The “learning” began that night after the estaminets closed, and there was a liberal allowance of black eyes and swollen features on parade next morning. It transpired that boxing had been rather a feature back at the depot, and the new men fully held their own in the “learning” episodes. But out of the encounters grew a mutual respect, and before long the old and the new had mixed, and were a battalion instead of “the battalion and the draft.”
Only “Shirty” of the whole lot retained any animus against the new, and perhaps even with him it is hardly fair to say it was against the one-time draft, because actually it was against one or two members of it. He had never quite forgiven nor forgotten the taking-down he had had from Rabbie Macgregor and Lauchie McLauchlan, and continued openly or veiledly hostile to them.
Thrice he had fought Rabbie, losing once to him—that was the first time after the estaminet episode—fighting once to an undecided finish (which was when the picket broke in and arrested both), and once with the gloves on at a Battalion Sports, when he had been declared the winner on points—a decision which Rabbie secretly refused to accept, and his friend Lauchie agreed would have been reversed if the fight had been allowed to go to a finish.
Shirty was in the bombing section, or “Suicide Club,” as it was called, and both Rabbie and Lauchie joined the same section, and painfully but very thoroughly acquired the art of hurling Mills’ grenades at seen or unseen targets from above ground or out of deep and narrow and movement-cramping trenches.
And after a winter and spring of strenuous training, the battalion came at last to move up and take a part in the new offensive of 1917. This attack had several features about it that pleased and surprised even the veterans of the Somme. For one thing, the artillery fire on our side had a weight and a precision far beyond anything they had experienced, and the attack over the open of No Man’s Land was successfully made with a low cost in casualties which simply amazed them all.

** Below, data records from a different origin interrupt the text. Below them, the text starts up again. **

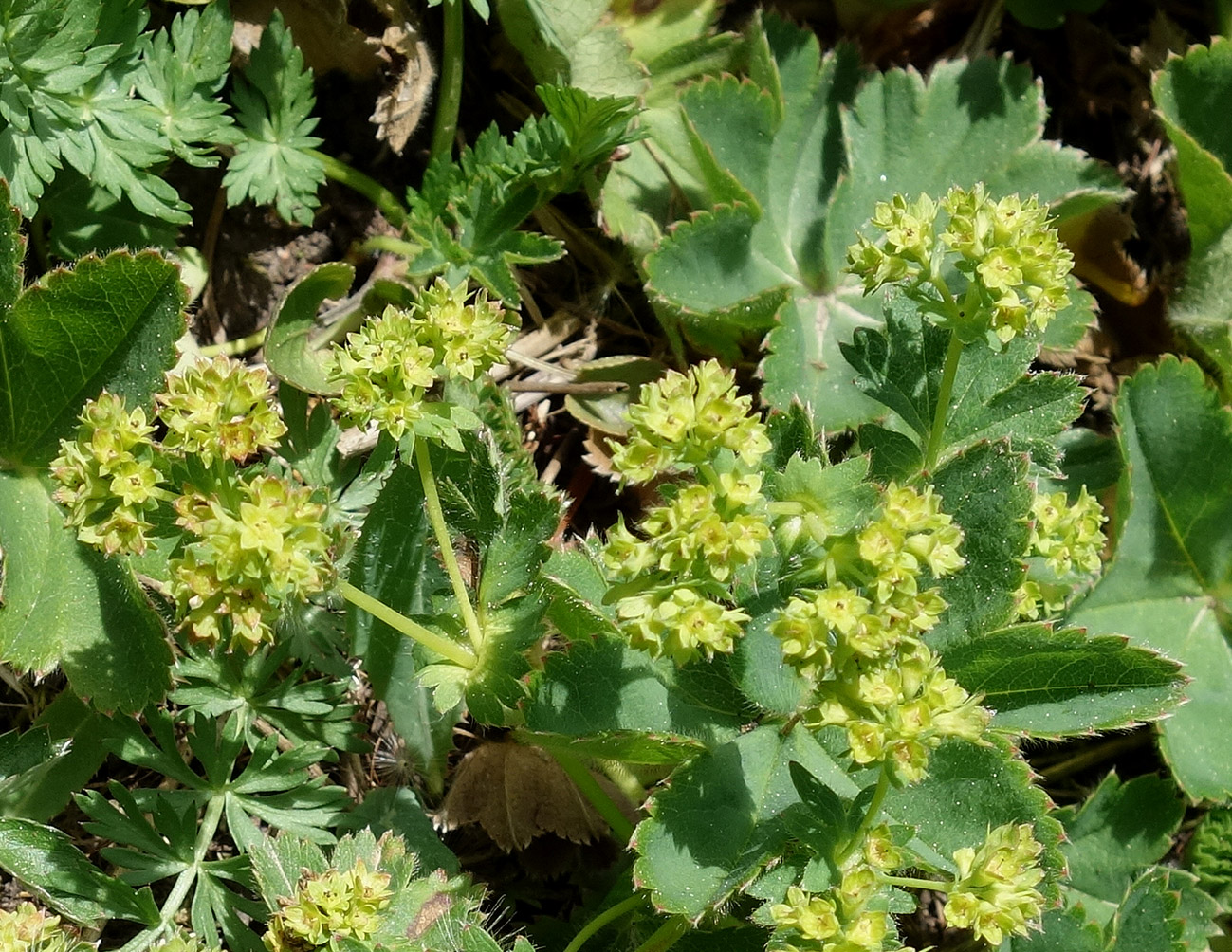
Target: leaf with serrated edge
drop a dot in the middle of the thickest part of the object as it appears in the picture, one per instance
(977, 120)
(289, 349)
(1052, 684)
(1174, 557)
(1119, 832)
(1187, 91)
(721, 818)
(108, 322)
(66, 604)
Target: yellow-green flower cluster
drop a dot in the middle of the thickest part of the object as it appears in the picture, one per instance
(994, 893)
(909, 243)
(859, 637)
(28, 928)
(1066, 540)
(250, 557)
(107, 477)
(388, 366)
(897, 709)
(219, 409)
(684, 420)
(685, 565)
(1012, 256)
(873, 598)
(330, 906)
(847, 919)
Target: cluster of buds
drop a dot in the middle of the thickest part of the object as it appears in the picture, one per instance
(388, 366)
(249, 558)
(683, 563)
(107, 477)
(251, 542)
(850, 918)
(219, 409)
(329, 906)
(1006, 249)
(873, 598)
(898, 708)
(1064, 551)
(28, 928)
(859, 637)
(683, 421)
(996, 892)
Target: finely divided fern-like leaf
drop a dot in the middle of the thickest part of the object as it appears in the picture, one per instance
(465, 214)
(274, 163)
(66, 78)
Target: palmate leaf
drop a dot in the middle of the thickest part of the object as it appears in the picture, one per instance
(182, 69)
(110, 324)
(465, 215)
(66, 77)
(794, 161)
(994, 396)
(274, 163)
(722, 818)
(1167, 584)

Rabbie openly scoffed at the nickname of “Suicide Club” for the Bombing Section. They had lost a couple of men wounded in the first attack, and had spent a merry morning frightening Boche prisoners out of their dug-outs, or in obstinate cases flinging Mills’ grenades down the stairways.
They had waited to help stand off the counter-attack the first night, but never needed to raise their heads or fling a bomb over the edge of the broken parapet, because the counter-attack was wiped out by artillery and rifle fire long before it came within bombing distance.
“You an’ yer Suicide Club!” said Rabbie contemptuously to Shirty after this attack had been beaten off. “It’s no even what the insurance folks would ca’ a hazardous occupation.”
“Wait a bit,” said Shirty. “We all knows you’re a bloomin’ Scots-wha-hae hero, but you ’aven’t bin in it proper yet. Wait till you ’ave, an’ then talk.”
The Bombing Section went into it “proper” next day, when the battalion made a little forward move that cost them more casualties to take a trench and a hundred yards of ground than the mile advance of the previous day.